I picked this up from the library a couple of weeks ago. The title grabbed me and the concept of the title is an important one. But it failed to deliver for me. 

It's a book of recipes organized around the master recipe and variations concept. However, a recipe in and of itself is the antithesis of improvisation. There's a point in a home cook's growth where they're transitioning from a beginner where such books of techniques are useful and meaningful. But improvisation requires more than that.

I've found it hard to explain well what I consider improvisational information for cooking. And I'll write more about why in a later post after I further hash out my ideas in words. But for now, I really don't see how this book gets so many 5 star reviews on Amazon.


----------



## kyheirloomer (Feb 1, 2007)

Haven't seen that particular book, Phil. But I can offer a good guess as to why the reviews are so high.
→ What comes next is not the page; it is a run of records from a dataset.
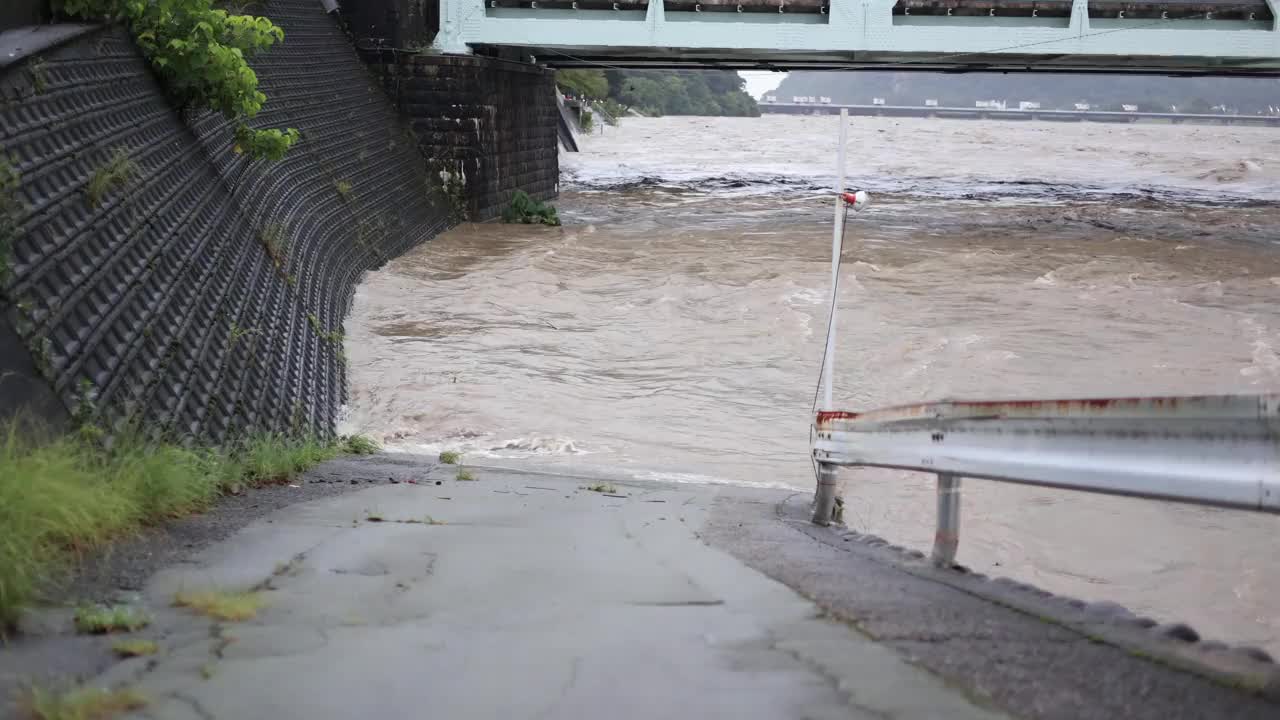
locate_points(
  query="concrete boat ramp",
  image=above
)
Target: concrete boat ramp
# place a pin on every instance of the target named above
(526, 595)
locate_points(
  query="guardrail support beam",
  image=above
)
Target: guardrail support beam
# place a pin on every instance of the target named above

For many beginner cooks, variations on a theme come as a revelation. Keep in mind they have not progressed to the point where they are willing to change recipes with wild abandon. Indeed, many just-starting cooks are afraid to change a recipe for fear of ruining the dish. 
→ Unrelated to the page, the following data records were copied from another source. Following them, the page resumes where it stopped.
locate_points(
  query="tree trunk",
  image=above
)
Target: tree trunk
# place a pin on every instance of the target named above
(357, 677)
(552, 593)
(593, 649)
Then comes a book which tells them, "hey, you like this recipe? Well you're not stuck with it, because you can make the following changes......" 

Eventually, it is hoped, those folks will understand that its a knowledge of techniques and how flavors work with each other, not a recipe, that makes a good cook. Until then, such books can ease them along the way.

But I certainly agree with your basic premise. If you need a recipe then you for sure aren't improvising.


----------



## singer4660 (May 21, 2009)

I was disappointed by this cookbook as well. The author seems confused about the intended audience. Specifically, if the intended audience is home cooks who are just learning to "think outside the recipe", then the selection of recommended ingredients seems odd and the recipes complicated. Recipes throughout the book call for such unusual ingredients (at least for most home cooks) as Guinea Hens, wild rabbit, and lavender flowers. If the intended audience is intermediate or professional cooks, who would be more familiar with these ingredients, then why spell out all the recipes? It's really rather perplexing. 

Having said that, there are a few nice features in the book. These include lists of "essential items" for the kitchen and pantry, as well as an interesting list of ethnic flavor combinations and natural food affinities. There's also a resource section to help you find the less common ingredients. Finally, after each base recipe there is a section called "understanding" that basically tells the reader why the author prepared the food as she did. 

Overall it's not a bad cookbook, but it's not five stars either. At best I'd give it maybe three.


----------



## phatch (Mar 29, 2002)

You're more generous than I am. I could only muster one I think.


----------